But there are dozens and dozens of metrics all pointing – all trending – the same way. And there is no correlation to any known naturally occurring emitter of CO2 to explain the rise of atmospheric greenhouse gases resulting – predictably – with the correlation of the frequency and rate of our changing climate patterns. Rising atmospheric concentration of greenhouse gases – of which CO2 is one of the longer lasting – has been identified as the most likely culprit and there is a strong likelihood of 90+% confidence by a near consensus of climate scientists and almost every major scientific body in the world that human emissions is this driver… because the drastic changes to rate and frequency of radically shifting climate patterns in such a short period of geological time is unprecedented in global history without an extinction event.

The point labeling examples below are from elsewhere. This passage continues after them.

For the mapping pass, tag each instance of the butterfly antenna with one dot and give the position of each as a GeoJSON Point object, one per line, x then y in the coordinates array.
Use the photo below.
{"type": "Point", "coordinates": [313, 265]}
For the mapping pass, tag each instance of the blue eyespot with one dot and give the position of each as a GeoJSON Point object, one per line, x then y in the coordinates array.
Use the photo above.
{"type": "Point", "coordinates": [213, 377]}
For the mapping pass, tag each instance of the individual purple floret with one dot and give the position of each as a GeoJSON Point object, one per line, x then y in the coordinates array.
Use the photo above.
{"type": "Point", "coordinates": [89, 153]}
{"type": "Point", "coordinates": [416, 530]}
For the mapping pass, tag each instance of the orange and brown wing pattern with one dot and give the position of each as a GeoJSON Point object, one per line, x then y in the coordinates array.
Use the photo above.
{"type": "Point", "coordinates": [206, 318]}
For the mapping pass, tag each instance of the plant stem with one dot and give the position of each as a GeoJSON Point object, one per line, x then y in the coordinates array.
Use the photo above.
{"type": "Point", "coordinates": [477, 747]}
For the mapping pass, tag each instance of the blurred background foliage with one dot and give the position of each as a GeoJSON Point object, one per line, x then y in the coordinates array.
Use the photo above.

Warming oceans, which contain 50 to 60 times as much CO2 as the atmosphere, are releasing CO2 and other gases into the atmosphere. It is Henry’s Law at work and it is only a mystery to so-called climate scientists. It conflicts with their precious but wrong hypothesis. Warming trends happen prior to trends of increasing CO2 concentration, therefore CO2 cannot be the cause of warming. That is how simple it is. But they are in denial. Secondly, the onging trend in the generally accepted global average net atmospheric CO2 concentration which has been reported from the Keeling Lab on Mauna Loa is not perturbed by the addition of fossil fuel CO2 emissions. The human contrribution is too small to detect in the overall trend. That is discussed in detail in other posts on my blog along with references, so I will not repeat it hear. I have done the data analysis myself as you should. Thank yo for reading and for your comments.
Why comment to me when you have zero intention of respecting any other opinion than your own?